The AOI  has  language that firms up earlier statements that the New Authority will come into existence immediately after the AOI is approved by the county Board of Commissioners.  It states that the County Clerk is to file the AOI immediately, and the Authority becomes effective 30 days later.  An ambiguous clause refers to the “passage of a countywide funding mechanism”, but this could refer to legislative passage; no public vote is indicated.

The 4-party agreement, which Council will be considering,  previously contained the following contingency to designating the New Authority as the successor authority to AATA :

(Section 8.f.) Countywide voter approval before December 31, 2014, of a New TA Act 196 funding source adequate to fund ongoing operations of New TA.

In the new draft,  the City of Ann Arbor agrees to designate the New TA as the “successor” to AATA “when and if” “alternate funding sources are elected to fund the NEW TA which do not require voter approval, evidence of sufficient funding to support the continued and uninterrupted level of services provided by its predecessor-in-interest, AATA satisfactory to the City.
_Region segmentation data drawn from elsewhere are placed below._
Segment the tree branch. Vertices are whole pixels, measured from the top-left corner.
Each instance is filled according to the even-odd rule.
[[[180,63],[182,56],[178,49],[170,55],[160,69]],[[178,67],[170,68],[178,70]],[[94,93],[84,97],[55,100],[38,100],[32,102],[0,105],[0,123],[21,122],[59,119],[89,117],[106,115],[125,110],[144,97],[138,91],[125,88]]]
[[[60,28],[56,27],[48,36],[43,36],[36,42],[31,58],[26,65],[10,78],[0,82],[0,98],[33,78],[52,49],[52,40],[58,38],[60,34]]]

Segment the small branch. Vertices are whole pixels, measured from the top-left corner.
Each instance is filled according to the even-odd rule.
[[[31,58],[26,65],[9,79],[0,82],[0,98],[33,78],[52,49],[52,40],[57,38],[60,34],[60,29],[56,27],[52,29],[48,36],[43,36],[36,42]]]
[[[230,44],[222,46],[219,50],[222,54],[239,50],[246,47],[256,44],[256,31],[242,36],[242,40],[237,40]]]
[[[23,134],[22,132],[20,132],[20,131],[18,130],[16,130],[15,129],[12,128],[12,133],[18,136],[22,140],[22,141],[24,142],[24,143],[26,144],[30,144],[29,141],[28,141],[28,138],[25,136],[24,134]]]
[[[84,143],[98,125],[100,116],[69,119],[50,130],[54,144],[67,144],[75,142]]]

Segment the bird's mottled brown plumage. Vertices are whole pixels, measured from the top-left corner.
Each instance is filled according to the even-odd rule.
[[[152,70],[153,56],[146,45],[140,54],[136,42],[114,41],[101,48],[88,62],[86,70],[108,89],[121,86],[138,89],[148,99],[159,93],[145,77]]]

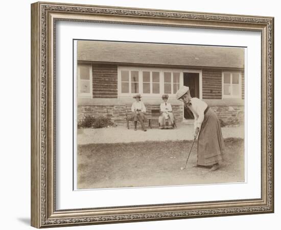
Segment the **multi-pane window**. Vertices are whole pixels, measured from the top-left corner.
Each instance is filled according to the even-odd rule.
[[[129,71],[121,71],[121,93],[129,93]]]
[[[179,89],[179,79],[180,79],[180,73],[178,72],[173,73],[173,93],[174,94],[177,93],[177,91]]]
[[[179,72],[164,72],[164,94],[176,94],[179,88]]]
[[[239,73],[223,73],[223,98],[241,98],[241,74]]]
[[[122,94],[137,94],[138,87],[138,71],[122,70],[121,93]]]
[[[164,94],[173,95],[180,87],[180,72],[122,67],[119,73],[121,96],[132,94],[156,97]]]
[[[152,94],[160,93],[160,73],[152,72]]]
[[[78,93],[81,97],[91,97],[92,95],[91,66],[78,66]]]
[[[131,92],[138,93],[138,71],[131,71]]]

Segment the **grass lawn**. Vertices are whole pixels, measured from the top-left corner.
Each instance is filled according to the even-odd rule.
[[[214,172],[193,168],[197,160],[194,143],[176,141],[91,144],[78,148],[78,189],[120,188],[243,182],[244,140],[225,139],[228,157]]]

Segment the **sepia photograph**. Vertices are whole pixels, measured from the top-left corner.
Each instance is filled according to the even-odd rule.
[[[77,189],[245,181],[246,48],[74,44]]]

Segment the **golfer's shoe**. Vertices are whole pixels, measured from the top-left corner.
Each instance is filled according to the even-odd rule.
[[[213,172],[214,171],[217,170],[219,168],[220,168],[220,165],[217,163],[217,164],[215,164],[215,165],[213,165],[212,167],[210,169],[209,169],[209,171]]]

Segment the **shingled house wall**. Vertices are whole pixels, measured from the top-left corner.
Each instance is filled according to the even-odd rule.
[[[118,65],[93,63],[92,68],[92,97],[93,98],[116,99],[118,92]],[[222,99],[221,69],[202,69],[202,96],[204,99]],[[244,99],[244,75],[242,74],[242,98]],[[107,117],[114,123],[124,125],[125,117],[130,112],[131,104],[95,105],[79,104],[77,119],[81,121],[86,115],[97,118]],[[147,114],[151,116],[152,109],[159,109],[159,103],[146,104]],[[172,105],[173,110],[177,122],[183,120],[183,106]],[[231,105],[210,106],[219,118],[226,123],[241,124],[244,122],[244,106]],[[155,124],[154,125],[155,126]]]

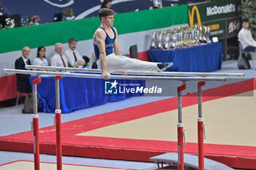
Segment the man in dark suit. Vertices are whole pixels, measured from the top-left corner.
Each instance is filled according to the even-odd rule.
[[[26,69],[25,68],[26,65],[31,65],[30,60],[29,59],[30,53],[30,48],[27,46],[25,46],[22,49],[22,56],[18,58],[15,61],[15,69]],[[34,74],[16,74],[17,77],[17,90],[18,92],[22,92],[25,93],[29,93],[29,96],[26,96],[26,98],[28,97],[31,97],[31,93],[32,92],[32,88],[29,82],[29,77],[30,76],[35,76]],[[23,113],[29,113],[31,111],[29,111],[29,112],[26,111],[25,106],[26,106],[28,104],[26,104],[27,99],[25,99],[25,104],[24,104],[24,108],[22,111]]]

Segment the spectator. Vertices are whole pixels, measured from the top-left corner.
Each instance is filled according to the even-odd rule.
[[[242,28],[238,33],[238,41],[245,52],[256,52],[256,42],[252,38],[249,30],[249,22],[248,19],[242,20]]]
[[[51,66],[67,67],[67,60],[63,55],[63,46],[61,43],[55,44],[55,55],[50,58]]]
[[[69,48],[66,50],[64,55],[67,57],[68,65],[70,67],[82,67],[86,65],[85,61],[82,58],[79,53],[75,50],[78,40],[75,38],[70,38],[68,42]]]
[[[3,6],[0,4],[0,16],[3,15]]]
[[[37,48],[37,58],[33,61],[33,65],[48,66],[48,62],[45,58],[45,47],[39,46]]]
[[[150,0],[153,2],[153,8],[162,8],[162,0]]]
[[[112,5],[111,0],[104,0],[100,6],[100,9],[102,8],[111,9],[111,5]]]

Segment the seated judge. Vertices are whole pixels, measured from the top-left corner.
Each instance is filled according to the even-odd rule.
[[[45,47],[39,46],[37,48],[37,58],[33,60],[33,65],[48,66],[48,62],[45,58]]]
[[[26,65],[31,65],[29,56],[30,48],[25,46],[21,51],[22,55],[15,61],[15,69],[26,69]],[[32,92],[32,88],[29,82],[29,77],[36,76],[34,74],[16,74],[17,77],[17,90],[18,92],[29,93]]]
[[[63,45],[61,43],[55,45],[55,55],[50,58],[51,66],[67,67],[67,60],[63,54]]]
[[[86,65],[79,53],[75,50],[78,40],[75,38],[70,38],[68,42],[69,48],[66,50],[64,55],[67,57],[68,66],[69,67],[83,67]]]

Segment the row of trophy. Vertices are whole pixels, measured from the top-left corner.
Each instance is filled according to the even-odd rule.
[[[195,24],[194,28],[178,27],[151,33],[151,48],[170,49],[211,42],[210,27]]]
“Election” or “elected” is, like “passage” an interesting word that means different things in different contexts.  In this one it almost surely does not refer to a public referendum (millage issues are “passed” but not “elected”), but rather to a means of revenue that is chosen (elected) by the Authority itself.  (Which makes one reflect back to Michael Ford’s mysterious mention on WEMU of “philanthropic sources”.)
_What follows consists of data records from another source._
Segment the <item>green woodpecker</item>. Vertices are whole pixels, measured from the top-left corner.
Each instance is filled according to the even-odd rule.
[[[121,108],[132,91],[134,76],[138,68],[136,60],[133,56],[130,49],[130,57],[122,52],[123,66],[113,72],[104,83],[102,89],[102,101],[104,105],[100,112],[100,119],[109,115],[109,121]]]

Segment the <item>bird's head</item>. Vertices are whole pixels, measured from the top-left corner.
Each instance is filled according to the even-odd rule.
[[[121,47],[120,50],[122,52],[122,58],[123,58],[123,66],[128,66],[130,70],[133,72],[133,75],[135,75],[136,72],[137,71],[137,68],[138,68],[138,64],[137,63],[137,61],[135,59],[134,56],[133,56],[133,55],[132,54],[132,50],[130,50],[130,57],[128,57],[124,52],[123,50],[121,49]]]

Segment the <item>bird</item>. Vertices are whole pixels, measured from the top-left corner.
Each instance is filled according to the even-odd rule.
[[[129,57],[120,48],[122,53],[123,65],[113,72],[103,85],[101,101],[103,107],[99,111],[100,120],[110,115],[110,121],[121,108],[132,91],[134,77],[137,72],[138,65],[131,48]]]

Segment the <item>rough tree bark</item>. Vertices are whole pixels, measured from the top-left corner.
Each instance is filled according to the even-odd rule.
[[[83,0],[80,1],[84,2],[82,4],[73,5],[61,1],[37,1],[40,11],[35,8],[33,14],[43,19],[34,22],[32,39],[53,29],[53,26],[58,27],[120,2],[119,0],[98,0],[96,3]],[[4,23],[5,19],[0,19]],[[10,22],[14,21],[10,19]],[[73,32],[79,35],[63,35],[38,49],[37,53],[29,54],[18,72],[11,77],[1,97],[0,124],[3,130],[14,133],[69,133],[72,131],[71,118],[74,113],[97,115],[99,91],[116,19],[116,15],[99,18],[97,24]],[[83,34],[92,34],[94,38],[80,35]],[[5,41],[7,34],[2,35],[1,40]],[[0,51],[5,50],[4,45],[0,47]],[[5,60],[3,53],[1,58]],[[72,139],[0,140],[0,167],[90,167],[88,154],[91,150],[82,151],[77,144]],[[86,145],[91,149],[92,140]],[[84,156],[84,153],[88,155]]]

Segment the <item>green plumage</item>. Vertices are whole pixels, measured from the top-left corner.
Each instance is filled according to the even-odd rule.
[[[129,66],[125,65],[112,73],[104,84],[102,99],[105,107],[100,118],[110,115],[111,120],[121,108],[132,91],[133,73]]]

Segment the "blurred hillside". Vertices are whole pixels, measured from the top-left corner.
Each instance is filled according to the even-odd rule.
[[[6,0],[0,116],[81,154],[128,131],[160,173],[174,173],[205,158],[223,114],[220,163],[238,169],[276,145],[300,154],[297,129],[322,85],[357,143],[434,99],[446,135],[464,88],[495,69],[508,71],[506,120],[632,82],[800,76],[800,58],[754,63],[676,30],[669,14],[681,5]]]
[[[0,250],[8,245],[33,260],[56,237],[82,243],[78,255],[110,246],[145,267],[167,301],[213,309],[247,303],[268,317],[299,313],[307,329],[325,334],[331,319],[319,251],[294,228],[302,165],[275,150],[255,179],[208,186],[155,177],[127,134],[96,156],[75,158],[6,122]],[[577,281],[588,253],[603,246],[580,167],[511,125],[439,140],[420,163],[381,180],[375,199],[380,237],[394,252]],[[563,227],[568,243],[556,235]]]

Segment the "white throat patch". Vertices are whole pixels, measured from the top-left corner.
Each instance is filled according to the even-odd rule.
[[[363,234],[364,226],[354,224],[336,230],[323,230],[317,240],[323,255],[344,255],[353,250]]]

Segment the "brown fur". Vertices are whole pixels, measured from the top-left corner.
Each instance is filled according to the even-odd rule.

There is also a contingency on “closing” (the actual transfer of assets) that calls for “Countywide voter approval before December 31, 2014, of a New TA Act 196 funding source adequate to fund ongoing operations of New TA” (the old 8.f.).  The “closing” is the final transfer of assets from AATA.  But the succession and access to AATA millage from the City of Ann Arbor occurs much earlier.
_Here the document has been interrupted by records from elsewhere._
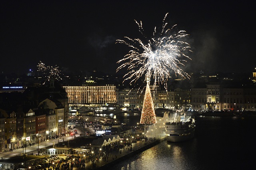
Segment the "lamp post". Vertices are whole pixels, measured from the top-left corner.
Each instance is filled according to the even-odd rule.
[[[49,133],[49,131],[46,130],[45,132],[45,148],[44,150],[45,153],[45,159],[46,159],[46,140],[48,140],[47,139],[47,134]]]
[[[234,104],[235,105],[235,110],[236,110],[236,103],[234,103]]]
[[[69,139],[68,138],[69,134],[66,134],[66,136],[68,136],[68,152],[67,154],[68,154],[68,152],[69,152]]]

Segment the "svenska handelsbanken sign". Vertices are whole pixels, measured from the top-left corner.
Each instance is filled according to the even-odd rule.
[[[4,88],[23,88],[23,87],[22,86],[4,86],[3,89]]]

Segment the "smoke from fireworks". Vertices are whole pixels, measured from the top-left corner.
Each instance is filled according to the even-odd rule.
[[[189,78],[190,76],[184,72],[180,67],[184,66],[186,58],[191,59],[185,53],[189,50],[190,45],[184,41],[188,35],[186,31],[180,30],[176,33],[174,30],[176,25],[171,29],[166,29],[165,19],[158,33],[155,28],[153,37],[146,38],[145,42],[140,39],[132,39],[125,37],[127,41],[117,40],[116,43],[124,44],[132,49],[126,55],[124,58],[117,63],[123,63],[117,69],[117,72],[127,67],[128,72],[124,76],[124,81],[130,79],[130,83],[135,83],[141,77],[154,80],[154,85],[164,84],[167,89],[167,82],[171,77],[170,73],[174,72],[176,76]],[[144,35],[142,22],[136,22],[139,26],[139,30]]]
[[[57,80],[62,80],[60,76],[60,71],[58,70],[59,67],[56,66],[54,67],[50,66],[46,66],[42,62],[40,61],[38,63],[38,71],[42,72],[44,75],[47,77],[48,81],[51,79],[55,79]]]

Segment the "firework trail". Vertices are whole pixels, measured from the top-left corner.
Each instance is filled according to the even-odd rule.
[[[58,70],[59,67],[56,66],[54,67],[52,66],[46,66],[42,62],[40,61],[37,66],[38,71],[42,72],[44,75],[47,77],[47,80],[50,81],[51,79],[55,79],[58,80],[62,80],[60,76],[60,71]],[[45,82],[44,82],[44,84]]]
[[[132,48],[123,59],[118,63],[122,63],[116,71],[126,68],[127,73],[124,76],[124,80],[130,80],[130,83],[136,82],[140,78],[153,79],[154,86],[164,84],[167,90],[167,83],[173,72],[176,76],[181,75],[184,78],[190,76],[184,72],[180,66],[184,66],[186,59],[191,59],[185,53],[189,50],[190,45],[185,42],[185,37],[188,34],[185,31],[174,31],[176,25],[170,29],[166,29],[167,23],[163,20],[161,31],[158,32],[155,27],[152,38],[147,38],[143,32],[142,22],[135,20],[139,26],[139,30],[146,40],[132,39],[127,37],[126,40],[117,40],[116,43],[124,44]]]

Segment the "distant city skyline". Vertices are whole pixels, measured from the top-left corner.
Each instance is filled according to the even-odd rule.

In other words, we now have two steps in the transformation.

1. The New Authority incorporates and immediately assumes the role of Ann Arbor’s transportation provider, and its millage.  The only requirement is that a funding source be identified, that is funding of any kind is available to continue the service at an adequate level.

2. The final dissolution of AATA and transfer of its monetary and physical assets requires a countywide vote of some kind, but not necessarily a millage vote.  This is consistent with our earlier speculation that a vehicle registration fee will be the subject of the vote.

So what will happen is that we will have a “soft” transition where there will immediately be a New Authority, with all the rights of an authority, that will be operating Ann Arbor’s transportation system with Ann Arbor’s millage.  Later, when the new fees kick in (presumably after a county-wide vote), the dried-up husk of AATA will be discarded.

There will never be a countywide millage vote, and hence there will never be a referendum on whether we want to take these steps.

Unless the City Council takes a deep breath on Monday, and lets the discussion continue a while longer.

UPDATE:  A very preliminary council agenda does not have the 4-party agreement on it.  It may be that this is because the paperwork is not yet completed.  We’ll see what the public agenda says.

Explore posts in the same categories: civic finance, politics, Transportation

2 Comments on “The Case of the Vanishing Transit Millage”

  1. David Cahill Says:

    Vivienne, could you please post the new draft to which you refer, or a link to it? Plus, it would be great to have the date of the draft. Or have you provided this info elsewhere?

    While it is refreshing to not see anything on Council’s January 9 agenda at this point, nonetheless items are routinely added as late as Monday.